I may have taken it too far though because when I first starrted at Children's I caught the nastiest, fever-causing crud microbe from hell, and worked through it remembering the above -- oh yeah and the sheer terror about getting fired as a new nurse.

mindlor

1,341 Posts

well one of the main concepts of ethics is Veracity (Truth).

Lets all just tell the truth... Hey boss, I would like to go to the wedding....I am willing to use PTO. if you could find a temp or prn to cover me I would appreciate it.

As a manager its more the lying that bothers me than anything else.

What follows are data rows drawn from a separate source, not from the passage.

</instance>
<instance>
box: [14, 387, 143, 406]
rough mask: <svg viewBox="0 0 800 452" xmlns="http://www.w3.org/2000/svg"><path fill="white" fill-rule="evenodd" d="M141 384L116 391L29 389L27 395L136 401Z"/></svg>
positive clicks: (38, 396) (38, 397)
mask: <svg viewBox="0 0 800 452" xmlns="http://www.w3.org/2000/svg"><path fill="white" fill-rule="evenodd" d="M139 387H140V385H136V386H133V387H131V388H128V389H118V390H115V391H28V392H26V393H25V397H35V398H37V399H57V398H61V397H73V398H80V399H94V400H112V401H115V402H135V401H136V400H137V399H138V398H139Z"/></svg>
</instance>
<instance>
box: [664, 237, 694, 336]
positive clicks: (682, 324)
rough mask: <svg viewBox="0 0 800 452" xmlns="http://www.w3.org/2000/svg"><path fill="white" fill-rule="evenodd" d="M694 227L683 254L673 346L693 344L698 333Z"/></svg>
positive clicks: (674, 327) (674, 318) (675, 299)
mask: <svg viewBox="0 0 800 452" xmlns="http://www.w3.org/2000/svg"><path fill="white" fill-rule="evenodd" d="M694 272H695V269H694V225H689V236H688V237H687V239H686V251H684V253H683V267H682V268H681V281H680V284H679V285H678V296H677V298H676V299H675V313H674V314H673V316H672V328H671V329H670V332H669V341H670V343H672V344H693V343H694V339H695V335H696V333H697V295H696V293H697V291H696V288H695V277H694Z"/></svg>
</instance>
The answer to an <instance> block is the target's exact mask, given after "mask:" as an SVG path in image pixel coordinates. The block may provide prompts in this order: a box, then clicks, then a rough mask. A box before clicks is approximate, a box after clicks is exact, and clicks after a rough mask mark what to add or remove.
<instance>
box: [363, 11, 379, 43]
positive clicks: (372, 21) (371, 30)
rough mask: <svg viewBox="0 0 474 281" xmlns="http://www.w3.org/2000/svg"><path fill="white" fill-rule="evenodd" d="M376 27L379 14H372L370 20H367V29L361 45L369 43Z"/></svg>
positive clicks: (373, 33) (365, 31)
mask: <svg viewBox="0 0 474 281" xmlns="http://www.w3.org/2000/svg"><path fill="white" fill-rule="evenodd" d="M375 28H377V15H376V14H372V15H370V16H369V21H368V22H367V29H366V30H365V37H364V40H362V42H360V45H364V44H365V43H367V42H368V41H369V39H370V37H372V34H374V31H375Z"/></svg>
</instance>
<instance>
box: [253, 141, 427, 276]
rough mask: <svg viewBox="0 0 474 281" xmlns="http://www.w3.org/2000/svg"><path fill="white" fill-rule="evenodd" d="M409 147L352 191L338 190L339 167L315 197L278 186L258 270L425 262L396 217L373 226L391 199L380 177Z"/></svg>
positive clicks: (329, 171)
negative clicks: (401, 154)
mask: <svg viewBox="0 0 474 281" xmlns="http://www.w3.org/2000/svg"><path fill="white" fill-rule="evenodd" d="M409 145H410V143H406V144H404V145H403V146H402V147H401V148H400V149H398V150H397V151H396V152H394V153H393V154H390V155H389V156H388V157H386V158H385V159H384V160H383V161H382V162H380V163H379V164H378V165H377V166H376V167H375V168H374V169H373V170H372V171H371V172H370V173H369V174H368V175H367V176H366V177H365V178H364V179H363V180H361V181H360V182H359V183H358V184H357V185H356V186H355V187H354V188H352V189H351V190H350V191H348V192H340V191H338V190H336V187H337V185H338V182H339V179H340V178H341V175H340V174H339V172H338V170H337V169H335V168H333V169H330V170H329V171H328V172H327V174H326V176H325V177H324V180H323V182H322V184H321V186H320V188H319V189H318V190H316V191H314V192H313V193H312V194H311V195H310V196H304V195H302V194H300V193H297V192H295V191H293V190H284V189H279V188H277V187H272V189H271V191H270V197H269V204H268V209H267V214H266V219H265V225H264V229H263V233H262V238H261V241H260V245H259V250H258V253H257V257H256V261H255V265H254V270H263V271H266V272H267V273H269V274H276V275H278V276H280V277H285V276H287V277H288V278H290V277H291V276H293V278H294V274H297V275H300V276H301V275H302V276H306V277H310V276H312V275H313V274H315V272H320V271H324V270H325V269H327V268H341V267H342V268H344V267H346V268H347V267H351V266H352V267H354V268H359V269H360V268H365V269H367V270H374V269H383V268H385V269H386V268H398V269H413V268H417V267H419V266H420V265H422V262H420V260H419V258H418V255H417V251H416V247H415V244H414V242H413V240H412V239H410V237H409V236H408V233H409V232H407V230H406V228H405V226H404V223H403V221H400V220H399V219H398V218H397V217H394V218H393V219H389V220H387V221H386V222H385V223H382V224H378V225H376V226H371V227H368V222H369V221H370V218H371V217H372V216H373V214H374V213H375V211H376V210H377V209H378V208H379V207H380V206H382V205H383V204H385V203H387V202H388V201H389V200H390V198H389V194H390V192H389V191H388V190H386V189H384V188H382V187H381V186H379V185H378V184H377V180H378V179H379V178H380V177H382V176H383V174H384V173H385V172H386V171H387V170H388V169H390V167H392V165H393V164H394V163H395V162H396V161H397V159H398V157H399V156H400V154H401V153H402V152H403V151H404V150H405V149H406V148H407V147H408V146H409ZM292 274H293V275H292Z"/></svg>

What else are they lying about?

ps, if ya come in spewing various microbes willy nilly, I would send ya home, please dont come to work actually sick.....

If someone lies to me I ccant trust them. if I cant trust me I cant have them working for me........

Lots of nurses looking for jobs.....just sayin....

Flo., BSN, RN

571 Posts

Specializes in Developmental Disabilites,.
Lots of nurses looking for jobs.....just sayin....

I hate when management uses this threat.

mindlor

1,341 Posts

Flo,

The vast majority of my team were honest, hard working people and I loved them and they loved me.

When I did get the rare bad apple I never threatened them, I fired them, and fast.

I do not believe in threatening people. Keeping bad apples on a team is a disaster for motivation and morale....

Meg, RN

42 Posts

Specializes in Med-Surg, ICU.

I definitely agree with the OP, it sucks when you count on people to show up for work and you're consistently being dumped (no pun intended) on by people that call out for the silliest "reasons." (Such as "I can't go to the bathroom, I'm stopped up so I can't come to work. Sorry! I guess ya'll will just have to get by without me!" Seriously. I felt like telling her, "Don't worry you can have a Dookie-lax once you get here"):smackingf I NEVER call out unless I'm contagious with something awful. My coworkers mean too much to me to leave them short-handed.

caliotter3

38,333 Posts

I hate when management uses this threat.

But lots of nurses are looking for work and any one of them can replace someone.

megan_EMT

40 Posts

I can't count the number of times I've been asked "so and so is going to be 'sick' on wednesday, will you be able to cover?" Please people, switch shifts with people or plan ahead.

nurse.sandi

250 Posts

My own father died and I had to work. They were so great to me..they let me off to attend my only father's funeral. I do not know if this makes a difference but he was 52 years old and passed unexpectantly. Come on.. they couldn't find a replacement and I did not hear any of my coworkers trying to change shifts with me. Shame on me...lucky I did not know what I know now. Experience will change your life.